I was a fugitive on the run, high-tailing it from Egypt! I did not have a choice. I could have stayed to face the executioner’s ax or I could take my chances with the robbers, raiders, serpents and scorpions. I chose the latter. Therefore, I ended up in the desert…hungry, thirsty and half delirious.
I had many thoughts running through my head. Where would my next meal and drink come from? Would anyone show me mercy and take me in? Had I even made the right decision to leave Egypt? I was beginning to reason that an executioner’s ax would have been much swifter than this slow death in the middle of nowhere.
Then I saw it. An oasis in the distance. And this time, it wasn’t a mirage. I saw seven ladies and a few men but I couldn’t make out what was happening. I approached slowly, trying gauge the situation and practicing what I would say. I needed the right words so they would invite me in to rest without asking too many questions.

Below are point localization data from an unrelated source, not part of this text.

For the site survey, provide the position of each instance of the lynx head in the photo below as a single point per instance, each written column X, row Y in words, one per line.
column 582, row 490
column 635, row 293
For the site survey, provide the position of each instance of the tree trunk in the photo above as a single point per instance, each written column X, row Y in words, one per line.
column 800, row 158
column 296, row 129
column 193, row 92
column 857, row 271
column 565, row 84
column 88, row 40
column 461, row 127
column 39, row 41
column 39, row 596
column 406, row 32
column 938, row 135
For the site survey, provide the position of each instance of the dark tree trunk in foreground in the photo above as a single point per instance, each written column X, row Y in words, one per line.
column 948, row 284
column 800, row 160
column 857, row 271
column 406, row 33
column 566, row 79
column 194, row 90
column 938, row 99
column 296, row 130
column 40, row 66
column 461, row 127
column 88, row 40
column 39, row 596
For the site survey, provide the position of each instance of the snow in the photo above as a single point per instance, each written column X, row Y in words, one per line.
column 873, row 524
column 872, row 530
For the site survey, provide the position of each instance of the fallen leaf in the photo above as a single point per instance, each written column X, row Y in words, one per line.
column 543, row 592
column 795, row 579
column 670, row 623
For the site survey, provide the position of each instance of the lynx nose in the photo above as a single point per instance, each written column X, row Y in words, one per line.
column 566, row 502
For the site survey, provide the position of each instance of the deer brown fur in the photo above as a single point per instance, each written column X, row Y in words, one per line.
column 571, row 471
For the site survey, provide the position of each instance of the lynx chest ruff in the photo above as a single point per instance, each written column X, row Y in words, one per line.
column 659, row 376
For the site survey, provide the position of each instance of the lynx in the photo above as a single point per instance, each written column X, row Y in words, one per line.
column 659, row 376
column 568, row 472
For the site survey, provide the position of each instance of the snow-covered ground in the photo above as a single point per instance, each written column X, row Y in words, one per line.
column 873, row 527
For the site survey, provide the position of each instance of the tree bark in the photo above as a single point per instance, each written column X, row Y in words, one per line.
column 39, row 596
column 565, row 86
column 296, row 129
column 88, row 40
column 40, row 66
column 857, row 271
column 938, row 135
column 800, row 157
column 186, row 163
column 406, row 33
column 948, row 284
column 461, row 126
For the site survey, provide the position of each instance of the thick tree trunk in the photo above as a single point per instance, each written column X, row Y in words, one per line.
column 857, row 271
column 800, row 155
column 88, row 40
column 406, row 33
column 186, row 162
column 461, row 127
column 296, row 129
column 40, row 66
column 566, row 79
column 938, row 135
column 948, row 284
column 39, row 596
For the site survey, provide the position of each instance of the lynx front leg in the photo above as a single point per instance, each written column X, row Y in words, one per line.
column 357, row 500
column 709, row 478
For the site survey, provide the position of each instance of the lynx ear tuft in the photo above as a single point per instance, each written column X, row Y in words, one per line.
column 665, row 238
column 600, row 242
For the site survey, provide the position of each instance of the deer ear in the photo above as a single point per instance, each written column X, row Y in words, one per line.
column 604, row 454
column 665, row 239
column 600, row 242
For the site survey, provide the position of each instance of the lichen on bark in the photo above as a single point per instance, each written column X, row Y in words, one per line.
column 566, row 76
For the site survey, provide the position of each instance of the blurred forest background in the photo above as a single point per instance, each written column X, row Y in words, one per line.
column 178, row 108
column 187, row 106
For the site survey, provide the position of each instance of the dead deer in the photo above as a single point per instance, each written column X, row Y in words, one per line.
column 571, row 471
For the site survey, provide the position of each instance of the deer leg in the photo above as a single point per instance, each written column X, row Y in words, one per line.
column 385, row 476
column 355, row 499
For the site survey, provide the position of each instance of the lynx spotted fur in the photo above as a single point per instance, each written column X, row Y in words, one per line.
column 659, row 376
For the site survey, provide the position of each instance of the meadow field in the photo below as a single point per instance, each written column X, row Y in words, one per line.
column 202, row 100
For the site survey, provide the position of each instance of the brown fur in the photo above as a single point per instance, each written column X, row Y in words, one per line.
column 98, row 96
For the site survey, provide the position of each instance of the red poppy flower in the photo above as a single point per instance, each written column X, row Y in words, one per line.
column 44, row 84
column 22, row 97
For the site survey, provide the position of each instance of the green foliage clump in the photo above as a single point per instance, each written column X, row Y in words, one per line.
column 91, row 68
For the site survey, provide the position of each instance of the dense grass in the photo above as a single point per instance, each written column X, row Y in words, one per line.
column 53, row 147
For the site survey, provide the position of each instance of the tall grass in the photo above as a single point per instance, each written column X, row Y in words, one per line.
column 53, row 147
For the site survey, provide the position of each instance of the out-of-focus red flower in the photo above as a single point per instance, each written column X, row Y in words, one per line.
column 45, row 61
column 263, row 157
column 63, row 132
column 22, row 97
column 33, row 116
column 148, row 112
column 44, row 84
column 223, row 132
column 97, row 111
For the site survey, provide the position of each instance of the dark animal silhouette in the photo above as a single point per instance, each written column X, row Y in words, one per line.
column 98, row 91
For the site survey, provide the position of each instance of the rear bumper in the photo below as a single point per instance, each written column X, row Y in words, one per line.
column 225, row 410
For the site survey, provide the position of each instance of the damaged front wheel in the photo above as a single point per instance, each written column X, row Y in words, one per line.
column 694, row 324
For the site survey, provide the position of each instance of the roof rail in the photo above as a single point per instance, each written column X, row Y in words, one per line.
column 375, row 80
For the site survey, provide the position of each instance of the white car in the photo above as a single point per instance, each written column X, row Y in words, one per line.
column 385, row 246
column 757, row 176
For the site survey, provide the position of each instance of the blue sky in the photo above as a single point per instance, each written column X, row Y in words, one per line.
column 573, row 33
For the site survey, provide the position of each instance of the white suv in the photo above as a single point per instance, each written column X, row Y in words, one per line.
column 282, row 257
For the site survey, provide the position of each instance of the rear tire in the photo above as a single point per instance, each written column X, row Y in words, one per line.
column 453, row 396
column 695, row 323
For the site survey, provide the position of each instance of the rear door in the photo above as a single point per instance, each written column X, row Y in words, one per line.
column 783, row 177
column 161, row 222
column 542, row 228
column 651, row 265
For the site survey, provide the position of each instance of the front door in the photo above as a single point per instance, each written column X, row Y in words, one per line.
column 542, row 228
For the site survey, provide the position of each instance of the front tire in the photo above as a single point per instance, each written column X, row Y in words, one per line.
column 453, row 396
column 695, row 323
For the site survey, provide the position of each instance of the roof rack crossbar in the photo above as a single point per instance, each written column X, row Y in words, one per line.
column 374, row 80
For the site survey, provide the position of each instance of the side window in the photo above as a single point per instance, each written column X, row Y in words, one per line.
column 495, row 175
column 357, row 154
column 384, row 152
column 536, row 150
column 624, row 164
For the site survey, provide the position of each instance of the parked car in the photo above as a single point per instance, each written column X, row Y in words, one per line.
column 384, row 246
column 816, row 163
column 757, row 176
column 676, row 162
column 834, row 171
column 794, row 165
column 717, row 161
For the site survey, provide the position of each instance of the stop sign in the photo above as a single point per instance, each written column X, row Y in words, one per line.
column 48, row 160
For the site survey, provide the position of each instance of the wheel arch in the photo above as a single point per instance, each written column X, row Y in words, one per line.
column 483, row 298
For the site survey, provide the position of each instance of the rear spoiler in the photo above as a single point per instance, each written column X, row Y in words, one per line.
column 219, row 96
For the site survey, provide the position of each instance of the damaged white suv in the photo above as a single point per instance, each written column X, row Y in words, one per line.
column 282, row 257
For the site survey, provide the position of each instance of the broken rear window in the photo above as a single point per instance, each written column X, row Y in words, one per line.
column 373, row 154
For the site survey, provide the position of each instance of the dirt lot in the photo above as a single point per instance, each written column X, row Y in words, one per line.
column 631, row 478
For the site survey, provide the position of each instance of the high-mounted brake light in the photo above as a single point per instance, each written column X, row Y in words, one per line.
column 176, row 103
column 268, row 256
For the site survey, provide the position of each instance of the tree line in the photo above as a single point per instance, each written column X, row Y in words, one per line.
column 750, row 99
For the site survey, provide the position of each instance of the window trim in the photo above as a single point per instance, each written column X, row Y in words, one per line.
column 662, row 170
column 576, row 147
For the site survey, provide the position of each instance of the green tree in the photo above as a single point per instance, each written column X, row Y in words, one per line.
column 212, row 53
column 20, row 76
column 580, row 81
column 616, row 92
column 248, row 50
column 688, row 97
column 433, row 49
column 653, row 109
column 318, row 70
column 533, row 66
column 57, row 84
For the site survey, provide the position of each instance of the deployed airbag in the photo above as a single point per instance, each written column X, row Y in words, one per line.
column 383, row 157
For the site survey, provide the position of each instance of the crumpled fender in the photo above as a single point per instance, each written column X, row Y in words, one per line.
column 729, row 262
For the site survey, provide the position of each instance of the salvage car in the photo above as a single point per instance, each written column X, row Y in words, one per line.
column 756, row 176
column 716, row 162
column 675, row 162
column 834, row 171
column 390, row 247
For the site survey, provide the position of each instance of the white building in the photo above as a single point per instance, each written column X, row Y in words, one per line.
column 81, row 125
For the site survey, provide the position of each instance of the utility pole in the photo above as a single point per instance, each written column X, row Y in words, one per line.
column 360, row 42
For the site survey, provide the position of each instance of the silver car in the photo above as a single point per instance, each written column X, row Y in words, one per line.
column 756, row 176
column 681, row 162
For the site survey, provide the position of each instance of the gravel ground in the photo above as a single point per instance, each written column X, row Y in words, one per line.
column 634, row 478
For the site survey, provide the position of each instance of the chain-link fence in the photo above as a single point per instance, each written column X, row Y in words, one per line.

As fate would have it, I did not need any of those words. Those men were not friends but foe’s. They were raiders. I realized this was my opportunity to make a great impression. I sprung into action and thankfully succeeded in driving them away. I became an instant hero! That act not only won me a stay at the oasis but won over Zipporah’s heart.
Zipporah and I were happy. I went from being a fugitive to having a family. She went from being alone to having a man who could not leave her alone. And then came the day God I met. As I grew closer to God and learned of his purpose for me, Zipporah and I grew further apart. It was not her fault. She did not change, I did.
She did not understand God. To her, we had a good life. We were safe, secure, and had our family close by. She had questions: What type of God would want to take that away from those He loved? What type of God would put those he claimed to love in that path of peril?
She did not know God the way I knew Him. Actually, she did not know God at all. She only knew about Him. So, whereas I was filled with faith and hope, she was filled with fear and doubt.
Rather than focus on introducing her to God, I focused on calming her fears. That was a mistake. No matter how many times her fears went away, they always returned. Still, she reluctantly agreed to go back to Egypt with me. She loved me too much and did not want our family to be separated. Her only condition was that she get to know God first before introducing Him to our children. I agreed! I was certain that everything would change as she got to know God like I did.
To honor our agreement, I did not circumcise our boys as God had instructed me to do. That was another mistake. I almost lost my life as a result.
That whole experience was an eye-opener. First, I learned that God instructs us to keep us from unforeseen danger. Second, I learned that Zipporah really was not sold on God at all. She circumcised the boys to save my life but she was furious that she had to do it all. She was mad at both God and me.
So, though we went to Egypt together, we did not leave Egypt together. She did not like Egypt, did not believe in God, did not believe in what I was doing, and thought I was putting our family in danger for no reason. Therefore, she left with the boys.
It wasn’t until God delivered the slaves out of Egypt under my leadership did she come to believe in me and in God. By that time, our marriage was broken and beyond the point of no return.
- You are setting yourself up for failure if you expect you and/or your partner to remain the same (and not change)
- The key to maintaining your relationship is making sure you change together
- It is not enough that you love each other, it is vital that you share the same vision for your lives. Having two visions leads to division
- It is better to be honest and truthful at the start rather than go along with something you know you can’t handle. When you
- Make sure you fix major relationship issues before introducing any major life changes.